How can I implement the above function in an efficient form by using PyTorch? Or can I obtain a similar efficient function in another way?


P.S. I know I can implement the above function by some for-loops, but the obtained function may be too inefficient for me. Since I want to generate multiple masks in each network forwarding process, a real-time fast function implementation is appealing for me.

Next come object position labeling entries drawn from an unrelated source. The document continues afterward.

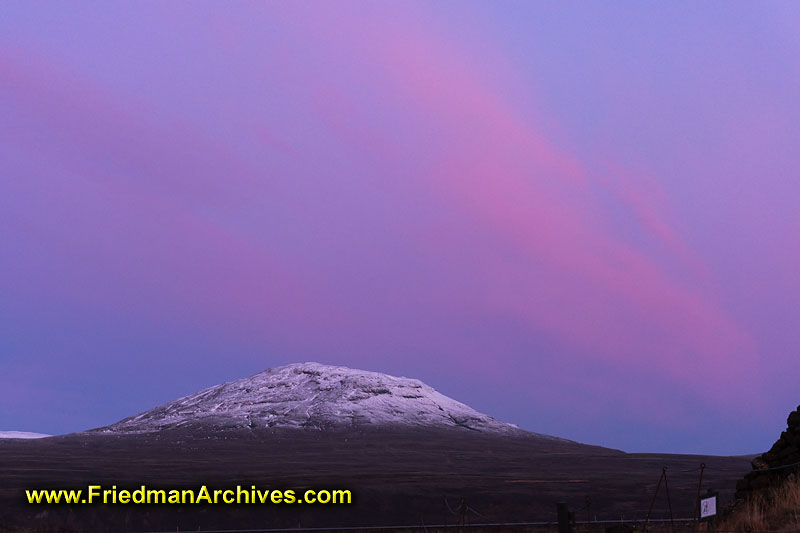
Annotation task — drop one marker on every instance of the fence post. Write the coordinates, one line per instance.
(564, 525)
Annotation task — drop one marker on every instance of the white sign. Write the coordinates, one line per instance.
(708, 507)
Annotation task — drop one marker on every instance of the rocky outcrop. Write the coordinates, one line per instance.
(773, 467)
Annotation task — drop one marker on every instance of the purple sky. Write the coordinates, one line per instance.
(578, 217)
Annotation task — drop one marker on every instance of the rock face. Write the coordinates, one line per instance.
(772, 467)
(315, 397)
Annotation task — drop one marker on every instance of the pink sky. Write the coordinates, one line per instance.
(579, 224)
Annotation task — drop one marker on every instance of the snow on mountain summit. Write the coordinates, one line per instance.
(314, 396)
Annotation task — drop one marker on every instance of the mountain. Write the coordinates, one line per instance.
(317, 397)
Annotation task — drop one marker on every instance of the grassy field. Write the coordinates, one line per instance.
(397, 478)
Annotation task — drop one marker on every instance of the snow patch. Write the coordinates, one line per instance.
(315, 396)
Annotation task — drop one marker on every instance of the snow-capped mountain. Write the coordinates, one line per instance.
(315, 396)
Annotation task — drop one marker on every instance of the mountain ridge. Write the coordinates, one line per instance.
(314, 396)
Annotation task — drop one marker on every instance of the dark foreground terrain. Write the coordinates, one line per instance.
(397, 478)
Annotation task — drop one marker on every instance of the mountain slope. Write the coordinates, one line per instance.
(315, 396)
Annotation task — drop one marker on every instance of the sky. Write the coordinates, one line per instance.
(577, 217)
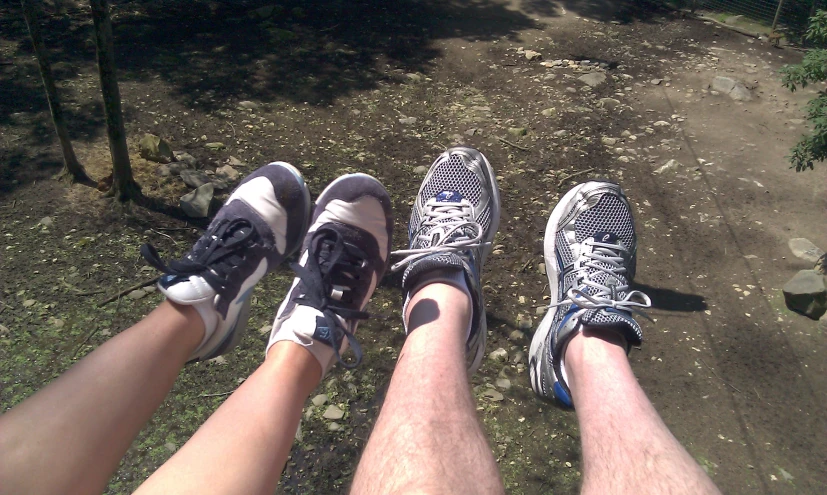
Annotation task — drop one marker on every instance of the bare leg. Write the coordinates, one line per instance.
(70, 436)
(244, 445)
(428, 438)
(626, 446)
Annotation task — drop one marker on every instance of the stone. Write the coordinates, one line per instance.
(670, 165)
(196, 204)
(228, 172)
(194, 178)
(137, 294)
(499, 355)
(608, 103)
(593, 79)
(333, 412)
(805, 294)
(804, 249)
(493, 394)
(531, 55)
(155, 149)
(185, 158)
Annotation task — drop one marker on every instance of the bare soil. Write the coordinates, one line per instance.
(738, 378)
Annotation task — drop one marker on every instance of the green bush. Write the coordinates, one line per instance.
(812, 69)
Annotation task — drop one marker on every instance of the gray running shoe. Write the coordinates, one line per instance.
(261, 223)
(344, 256)
(453, 223)
(590, 253)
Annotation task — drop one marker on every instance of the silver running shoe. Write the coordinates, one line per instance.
(590, 253)
(452, 226)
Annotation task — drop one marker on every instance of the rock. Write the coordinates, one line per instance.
(185, 158)
(249, 105)
(499, 355)
(155, 149)
(531, 55)
(197, 203)
(333, 412)
(593, 79)
(805, 294)
(804, 249)
(137, 294)
(608, 103)
(194, 178)
(670, 165)
(493, 394)
(228, 172)
(821, 265)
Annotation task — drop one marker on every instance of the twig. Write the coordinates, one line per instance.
(217, 395)
(718, 377)
(564, 179)
(506, 141)
(128, 290)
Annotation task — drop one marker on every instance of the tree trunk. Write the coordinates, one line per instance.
(124, 186)
(71, 165)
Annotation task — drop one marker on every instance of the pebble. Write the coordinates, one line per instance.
(499, 355)
(333, 412)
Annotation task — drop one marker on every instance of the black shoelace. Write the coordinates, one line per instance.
(213, 262)
(333, 262)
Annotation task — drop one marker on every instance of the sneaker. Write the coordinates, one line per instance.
(344, 256)
(262, 223)
(453, 223)
(590, 253)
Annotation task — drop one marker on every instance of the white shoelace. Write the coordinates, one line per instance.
(454, 219)
(608, 254)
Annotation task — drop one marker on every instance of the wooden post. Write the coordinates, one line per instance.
(71, 165)
(123, 185)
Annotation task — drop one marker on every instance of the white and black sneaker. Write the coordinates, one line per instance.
(453, 223)
(344, 256)
(590, 253)
(261, 223)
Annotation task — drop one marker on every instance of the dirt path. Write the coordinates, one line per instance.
(738, 378)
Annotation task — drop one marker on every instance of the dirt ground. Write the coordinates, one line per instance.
(739, 379)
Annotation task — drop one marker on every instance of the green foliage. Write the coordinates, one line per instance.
(812, 69)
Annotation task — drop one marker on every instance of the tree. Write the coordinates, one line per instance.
(71, 166)
(124, 186)
(812, 69)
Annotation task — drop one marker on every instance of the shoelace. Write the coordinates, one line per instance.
(224, 251)
(457, 219)
(606, 296)
(340, 266)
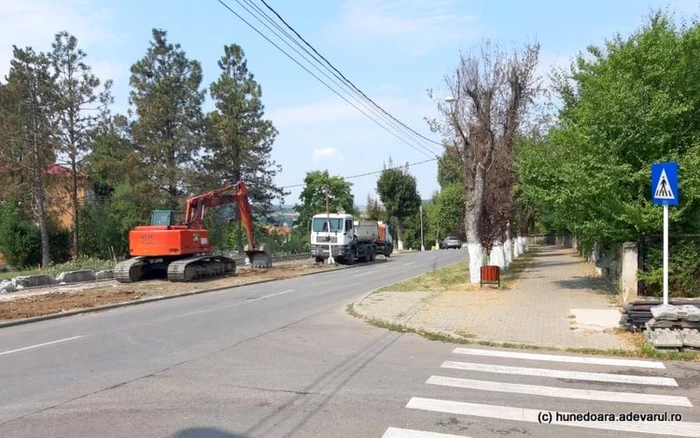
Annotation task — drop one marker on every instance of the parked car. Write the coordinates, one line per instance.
(452, 242)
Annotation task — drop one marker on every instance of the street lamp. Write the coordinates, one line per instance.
(331, 260)
(422, 245)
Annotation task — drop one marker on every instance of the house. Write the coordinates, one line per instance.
(283, 231)
(59, 186)
(58, 183)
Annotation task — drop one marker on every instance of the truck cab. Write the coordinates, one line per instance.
(346, 239)
(334, 232)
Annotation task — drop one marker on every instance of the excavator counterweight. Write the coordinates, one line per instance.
(182, 252)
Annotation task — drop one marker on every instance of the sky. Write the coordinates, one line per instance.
(392, 50)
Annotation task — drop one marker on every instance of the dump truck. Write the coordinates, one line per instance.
(348, 240)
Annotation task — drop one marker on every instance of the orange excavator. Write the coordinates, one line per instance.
(181, 251)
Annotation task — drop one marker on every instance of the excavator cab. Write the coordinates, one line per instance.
(167, 217)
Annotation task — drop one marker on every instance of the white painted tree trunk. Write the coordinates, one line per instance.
(498, 256)
(508, 248)
(475, 261)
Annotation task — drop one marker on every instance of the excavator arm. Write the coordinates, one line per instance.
(230, 193)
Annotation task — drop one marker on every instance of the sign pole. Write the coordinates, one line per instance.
(665, 255)
(664, 192)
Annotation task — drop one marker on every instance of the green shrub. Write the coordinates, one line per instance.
(683, 269)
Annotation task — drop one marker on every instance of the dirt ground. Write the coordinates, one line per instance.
(45, 301)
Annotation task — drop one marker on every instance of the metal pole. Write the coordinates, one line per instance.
(422, 244)
(665, 254)
(331, 260)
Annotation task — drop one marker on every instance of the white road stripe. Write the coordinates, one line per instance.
(551, 391)
(395, 432)
(39, 345)
(676, 428)
(560, 358)
(272, 295)
(558, 374)
(364, 273)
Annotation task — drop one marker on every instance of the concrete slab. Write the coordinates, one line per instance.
(691, 338)
(76, 276)
(595, 319)
(104, 275)
(7, 286)
(664, 338)
(33, 280)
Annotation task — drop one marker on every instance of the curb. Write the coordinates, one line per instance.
(282, 259)
(33, 319)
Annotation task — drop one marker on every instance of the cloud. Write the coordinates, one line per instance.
(326, 154)
(335, 110)
(348, 143)
(412, 26)
(35, 22)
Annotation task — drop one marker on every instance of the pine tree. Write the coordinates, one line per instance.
(80, 107)
(30, 90)
(168, 106)
(239, 139)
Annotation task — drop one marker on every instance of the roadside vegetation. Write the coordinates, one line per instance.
(81, 263)
(456, 278)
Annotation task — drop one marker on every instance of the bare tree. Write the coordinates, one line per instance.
(490, 93)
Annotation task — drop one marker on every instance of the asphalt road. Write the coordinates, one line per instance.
(284, 359)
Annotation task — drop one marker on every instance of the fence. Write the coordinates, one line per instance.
(684, 265)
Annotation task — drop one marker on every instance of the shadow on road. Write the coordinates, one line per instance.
(206, 432)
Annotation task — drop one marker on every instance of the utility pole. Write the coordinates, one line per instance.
(331, 260)
(422, 244)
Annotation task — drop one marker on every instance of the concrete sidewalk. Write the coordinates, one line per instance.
(557, 302)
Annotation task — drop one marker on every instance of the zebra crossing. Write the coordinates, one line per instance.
(474, 387)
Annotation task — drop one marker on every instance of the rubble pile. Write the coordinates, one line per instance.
(676, 325)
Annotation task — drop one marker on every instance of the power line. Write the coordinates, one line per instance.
(369, 173)
(318, 79)
(340, 78)
(343, 76)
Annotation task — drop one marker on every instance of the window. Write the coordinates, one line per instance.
(320, 225)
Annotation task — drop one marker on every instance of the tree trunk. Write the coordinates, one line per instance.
(40, 200)
(399, 234)
(74, 204)
(474, 207)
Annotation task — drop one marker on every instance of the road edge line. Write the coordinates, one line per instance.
(34, 319)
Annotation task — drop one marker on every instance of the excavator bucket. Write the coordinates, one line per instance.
(259, 257)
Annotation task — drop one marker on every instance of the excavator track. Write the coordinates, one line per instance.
(193, 268)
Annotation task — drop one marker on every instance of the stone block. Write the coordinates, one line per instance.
(104, 275)
(665, 311)
(7, 286)
(691, 338)
(664, 338)
(33, 281)
(76, 276)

It seems that I resolved this problem by myself. The following code seems to be competent for meeting my requirements:

import torch, random
from functools import lru_cache

@lru_cache(maxsize=None)
def get_zigzag_ordered_indices(h=8, w=8):
    x, y = [], []
    x1, x2, y1, y2 = 0, 0, 0, 0
    flag = True
    while x2 < h or y1 < w:
        if flag:
            x = [*x, *range(x1, x2 - 1, -1)]
            y = [*y, *range(y1, y2 + 1)]
        else:
            x = [*x, *range(x2, x1 + 1)]
            y = [*y, *range(y2, y1 - 1, -1)]
        flag = not flag
        x1, y1 = (x1 + 1, 0) if (x1 < h - 1) else (h - 1, y1 + 1)
        x2, y2 = (0, y2 + 1) if (y2 < w - 1) else (x2 + 1, w - 1)
    return x, y

@lru_cache(maxsize=None)
def get_zigzag_truncated_indices(h=8, w=8, q=6):
    if random.randint(0, 1):
        x, y = get_zigzag_ordered_indices(h, w)
    else:
        y, x = get_zigzag_ordered_indices(w, h)
    return x[:q], y[:q]

@lru_cache(maxsize=None)
def get_mask_DCT(h=8, w=8, q=6, device='cuda'):
    mask_DCT = torch.zeros(1, 1, h, w, device=device)
    DCT_x, DCT_y = get_zigzag_truncated_indices(h, w, q)
    mask_DCT[:, :, DCT_x, DCT_y] = 1
    return mask_DCT

print(get_mask_DCT())

Is there a more efficient PyTorch implementation?